Glossary
Lease Accounting LeasesTranscript
What are leases? Well, for private individuals, it might be hiring or renting a car on holiday. Again, for a private individual, if you were to lease or rent a room in a house or rent a flat or house itself, all of these are examples of leases for private individuals. Now, similar things can happen for companies. A company may hire things such as a bus or a store, a warehouse or an airplane.
Companies can lease or rent or hire any of these items. These can happen in the short term or the long term. Let's have a look at a relatively long term example. Here we have a three year lease, and it's going to cost 33,000 in rent per annum or lease expense per annum. Now, the way the accounting works follows what's actually happening in the real world. Our company is going to have the right to use this bus for the next three years, and so our accounting will then create an asset. So we have the right to use the asset for three years. However, we now have an obligation. We owe some money to a leasing company for the next three years. So we have a contractual obligation to pay them rent for three years. This creates an asset and a liability on our balance sheets. Now, you might think this is different to if I was paying with cash, if I bought something with cash, my assets or bus would go up and my cash asset would go down. But with leases economically, this is similar to using a bank loan to buy the assets. With a bank loan, your debt or liability would go up and your assets or bus would go up. So the accounting for leasing is initially very similar to using a bank loan to buy something.

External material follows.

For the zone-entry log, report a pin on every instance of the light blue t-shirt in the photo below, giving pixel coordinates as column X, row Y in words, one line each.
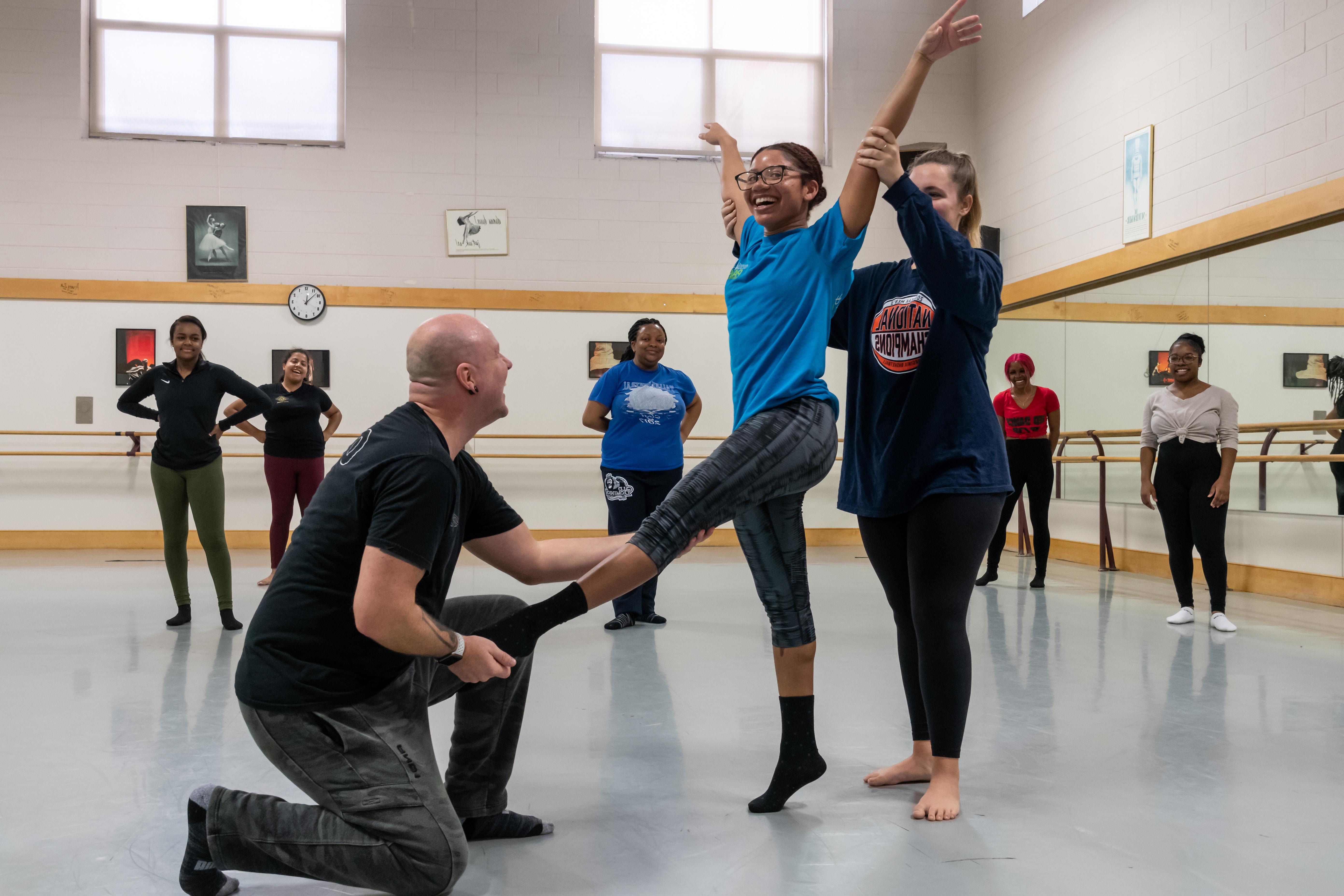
column 780, row 296
column 647, row 412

The accounting follows the economics of the transaction rather than assuming that rent is just a business expense, i.e. an asset and a liability are created. You wouldn't just see the rent being expensed through the income statements. Instead, we have the asset and liability being created. Let's look at the lease accounting and mechanics in more detail. I know I need to create an asset and a liability, so I'm going to recognize an asset of 90,000 and a liability of 90,000 as well. Now, you might be thinking, hang on, the math doesn't work here. There's a three year lease on the left hand side at 33,000 per year. That means it should be 99,000 asset and a 99,000 liability. But instead, the present value of the rental payments is calculated, and this time it's at 90,000. It's that figure that goes on the balance sheet as the asset and the liability. So the present value is calculated using the contractual lease term and the lessees cost of debt.
Now, of course, there are always exceptions to every rule. When would we not use these accounting mechanics? Well, the exceptions are when you have leases of less than 12 months and those with variable lease payments, those exceptions that lease expense or rent expense straight through the income statements, and it does not create the assets and the liability.